The boom in ETFs may now be at an end, with physical holdings poised for the biggest monthly decline since 2008. The gold cycle has probably turned as the recovery in the U.S. economy gathers momentum and investment holdings shrink, Goldman Sachs Group Inc. said in a Feb. 25 report. Still, it's not yet clear whether gold miners will benefit from the change in sentiment.

Predictability, Rigor

"I don't think the industry has done anything to persuade some of those investors that hold, for example, gold ETFs to buy gold shares instead," said Neil Gregson, who manages about $5 billion in natural resources equities at JPMorgan Asset Management in London. "Our allocation to gold equities is now down to 20 percent, which is the lowest we've been certainly since I've been here in the last 2 1/2 years."

To be sure, while the gold industry has traditionally emphasized cash-cost figures, the other components of all-in costs were available in financial reports, Gregson said.
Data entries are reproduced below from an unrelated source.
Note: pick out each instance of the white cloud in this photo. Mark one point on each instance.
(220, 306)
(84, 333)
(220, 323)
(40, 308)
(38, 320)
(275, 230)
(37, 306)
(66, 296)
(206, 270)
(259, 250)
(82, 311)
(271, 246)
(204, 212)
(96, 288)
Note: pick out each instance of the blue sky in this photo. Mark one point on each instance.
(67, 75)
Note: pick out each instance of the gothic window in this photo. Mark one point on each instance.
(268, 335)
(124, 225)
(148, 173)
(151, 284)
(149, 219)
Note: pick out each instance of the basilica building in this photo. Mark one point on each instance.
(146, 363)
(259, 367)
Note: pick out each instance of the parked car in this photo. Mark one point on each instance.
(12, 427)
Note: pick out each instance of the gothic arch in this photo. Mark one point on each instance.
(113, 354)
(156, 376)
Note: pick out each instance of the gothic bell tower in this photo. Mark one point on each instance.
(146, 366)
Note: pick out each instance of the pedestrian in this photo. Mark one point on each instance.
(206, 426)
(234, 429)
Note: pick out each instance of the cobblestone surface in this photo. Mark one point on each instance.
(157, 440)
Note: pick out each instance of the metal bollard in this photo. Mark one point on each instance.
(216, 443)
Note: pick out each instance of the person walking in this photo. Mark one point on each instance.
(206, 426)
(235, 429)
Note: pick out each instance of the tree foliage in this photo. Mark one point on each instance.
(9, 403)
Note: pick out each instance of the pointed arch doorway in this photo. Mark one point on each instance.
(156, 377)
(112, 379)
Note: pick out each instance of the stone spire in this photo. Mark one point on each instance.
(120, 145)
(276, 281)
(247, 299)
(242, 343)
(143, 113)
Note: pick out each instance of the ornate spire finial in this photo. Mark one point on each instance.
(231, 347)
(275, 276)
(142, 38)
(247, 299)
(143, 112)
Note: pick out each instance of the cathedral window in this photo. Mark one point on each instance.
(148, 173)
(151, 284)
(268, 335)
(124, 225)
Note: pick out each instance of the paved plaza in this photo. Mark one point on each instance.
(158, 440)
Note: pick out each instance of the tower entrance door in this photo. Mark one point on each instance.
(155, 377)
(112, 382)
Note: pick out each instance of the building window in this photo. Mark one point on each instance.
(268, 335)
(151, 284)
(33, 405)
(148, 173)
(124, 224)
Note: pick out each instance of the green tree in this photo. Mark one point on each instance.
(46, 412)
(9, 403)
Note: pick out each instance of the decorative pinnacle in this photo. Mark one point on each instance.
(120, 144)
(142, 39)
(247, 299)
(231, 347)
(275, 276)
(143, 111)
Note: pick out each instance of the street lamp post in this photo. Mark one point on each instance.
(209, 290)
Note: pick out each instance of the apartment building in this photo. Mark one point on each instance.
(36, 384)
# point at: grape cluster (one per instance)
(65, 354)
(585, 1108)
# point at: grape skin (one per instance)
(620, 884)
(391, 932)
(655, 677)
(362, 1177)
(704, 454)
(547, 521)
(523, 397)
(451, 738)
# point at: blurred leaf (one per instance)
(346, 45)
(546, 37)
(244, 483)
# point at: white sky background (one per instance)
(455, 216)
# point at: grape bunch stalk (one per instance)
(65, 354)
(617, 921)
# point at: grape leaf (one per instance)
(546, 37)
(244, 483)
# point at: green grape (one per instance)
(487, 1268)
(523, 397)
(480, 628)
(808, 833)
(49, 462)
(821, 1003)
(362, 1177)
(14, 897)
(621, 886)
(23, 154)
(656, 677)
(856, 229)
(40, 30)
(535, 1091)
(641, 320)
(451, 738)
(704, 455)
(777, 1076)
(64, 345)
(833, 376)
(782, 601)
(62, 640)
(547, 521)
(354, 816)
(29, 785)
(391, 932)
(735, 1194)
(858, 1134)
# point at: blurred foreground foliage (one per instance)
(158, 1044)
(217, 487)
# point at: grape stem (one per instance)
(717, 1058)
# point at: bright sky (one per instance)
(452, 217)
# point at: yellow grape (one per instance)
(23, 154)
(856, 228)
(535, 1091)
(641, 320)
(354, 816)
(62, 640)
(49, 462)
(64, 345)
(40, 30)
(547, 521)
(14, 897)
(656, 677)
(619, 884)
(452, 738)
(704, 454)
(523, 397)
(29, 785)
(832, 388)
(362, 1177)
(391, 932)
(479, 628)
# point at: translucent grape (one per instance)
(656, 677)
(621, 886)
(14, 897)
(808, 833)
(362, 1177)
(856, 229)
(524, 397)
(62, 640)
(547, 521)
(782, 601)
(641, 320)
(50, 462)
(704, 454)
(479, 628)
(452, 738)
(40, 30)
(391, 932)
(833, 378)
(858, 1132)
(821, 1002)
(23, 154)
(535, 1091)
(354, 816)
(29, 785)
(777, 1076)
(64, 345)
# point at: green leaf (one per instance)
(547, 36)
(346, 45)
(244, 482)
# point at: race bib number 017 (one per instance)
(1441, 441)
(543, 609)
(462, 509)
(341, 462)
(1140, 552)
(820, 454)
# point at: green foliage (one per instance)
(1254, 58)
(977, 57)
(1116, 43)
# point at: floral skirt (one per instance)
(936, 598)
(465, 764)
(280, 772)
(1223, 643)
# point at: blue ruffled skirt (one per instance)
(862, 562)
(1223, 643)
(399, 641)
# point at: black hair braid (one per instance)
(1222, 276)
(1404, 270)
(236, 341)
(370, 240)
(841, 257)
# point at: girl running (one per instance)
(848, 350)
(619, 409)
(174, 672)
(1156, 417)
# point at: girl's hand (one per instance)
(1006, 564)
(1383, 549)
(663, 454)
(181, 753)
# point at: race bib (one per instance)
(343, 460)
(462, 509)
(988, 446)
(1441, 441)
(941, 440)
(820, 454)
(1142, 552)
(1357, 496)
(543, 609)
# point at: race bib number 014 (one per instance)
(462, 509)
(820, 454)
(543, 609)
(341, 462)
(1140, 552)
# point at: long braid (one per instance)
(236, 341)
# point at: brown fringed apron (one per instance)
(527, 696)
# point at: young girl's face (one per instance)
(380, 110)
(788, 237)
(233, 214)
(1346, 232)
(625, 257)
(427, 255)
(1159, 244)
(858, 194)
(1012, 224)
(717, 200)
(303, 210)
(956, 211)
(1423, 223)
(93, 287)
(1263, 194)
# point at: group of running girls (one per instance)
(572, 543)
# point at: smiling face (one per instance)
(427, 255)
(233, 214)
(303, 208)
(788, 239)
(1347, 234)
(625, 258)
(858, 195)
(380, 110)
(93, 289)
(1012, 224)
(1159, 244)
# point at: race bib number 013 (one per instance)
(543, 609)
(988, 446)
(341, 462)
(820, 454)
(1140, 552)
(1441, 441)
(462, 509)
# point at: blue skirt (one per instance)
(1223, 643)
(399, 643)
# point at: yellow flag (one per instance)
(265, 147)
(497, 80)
Gold companies have diverged since the 1990s in terms of which cost items they included, Goldcorp CEO Chuck Jeannes said in a Feb. 25 interview.

"What we are trying to do is bring back some predictability and rigor," he said.

There's still no universal agreement on the new all-in costs. Members of the World Gold Council, a London-based industry group, are working on issues such as how to treat byproduct revenue, interest expenses and profits on energy hedges, said Agnico-Eagle Mines Ltd. (AEM) CEO Sean Boyd.

More Realism

Mining companies are hoping that it's governments and not just investors who pay attention to the new all-in costs, Gold Fields Ltd. CEO Nick Holland said in a Feb. 4 interview. Gold more than quadrupled in the last 10 years and reached a record $1,923.70 an ounce in September 2011, encouraging some countries to seek a greater share of profits.

Dominican Republic President Danilo Medina said today that a contract for Barrick to develop a $4 billion mine is unacceptable and must be revised to provide more benefit to the country. Burkina Faso is among countries that have amended royalty and tax regimes.

"It could be positive for getting more realism into governments about how much tax they really should be levying on us," Holland said. "There's not the super profits that you'd have them believe you're making."